There was one mini bus parked in the lot.
Please click thumbnails below for a larger photo with description.
When you know individual places from earlier, you will notice many other differences too. For example, the craft market in Pisac has expanded to almost triple its previous size. A lot more products seems to be mass-produced (we heard rumours that some now come from China) and it’s more difficult to find anything truly unique to buy. There’s also a larger ex-pat community permanently living in this small town.
All towns and villages now have many more tourist facilities, restaurants and accommodation; the latter seem to cover a much broader price range, from simple hostels to truly exclusive 4 or 5 star resorts. For us this was good, because we needed a suitable room for Bron and Bob with the option to park our large truck on the same property (or nearby).
We were particularly lucky in Ollantaytambo, where we spent several days whilst Bron and Bob visited Machu Picchu (we’d been in 2008, and once is enough). We happened to arrive for the annual ‘Bajada de Reyes’ [Three Kings’ Day in English, or Heilige Drei Könige in German]. These are very unique celebrations, for which countless people arrive from the surrounding hills, all dressed in their native costumes. The celebrations in Ollantaytambo are said to be the most colourful in all of Peru. The weather wasn’t very cooperative, but we managed to get quite a lot of beautiful photos.
Please click thumbnails below for a larger photo with description.

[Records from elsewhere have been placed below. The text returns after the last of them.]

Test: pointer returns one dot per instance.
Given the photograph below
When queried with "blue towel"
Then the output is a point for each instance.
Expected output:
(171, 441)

Another difference we noticed, was during our stay at the Quinta Lala Camping in Cusco. In 2008 we frequently sat in a large group of overlanders, in the middle of the lawn, chatting and sharing a meal and travel stories. This time the social interaction among fellow travellers was much more subdued (or non-existent). I don’t know if that’s because so many more people are now overlanding the Pan-Americana. It’s nothing unique anymore, there are many online groups available to share tips, so there’s less reason to sit together and discuss your experiences.
Around the World Heritage listed historic centre Cusco has also grown – a lot. To the south there’s now a suburb full of modern shops and a real shopping mall. The steep hills surrounding the city are now densely stacked with new residential developments; often there isn’t room left for real roads going into these, but only narrow tracks and seemingly endless staircases connecting the layers.
Our final observation: you see mobile towers everywhere – quite unsightly monster towers, often within plain view or as a backdrop to ancient Inca ruins. Well, we keep using the local Claro network for our updates and other things, so who are we to complain?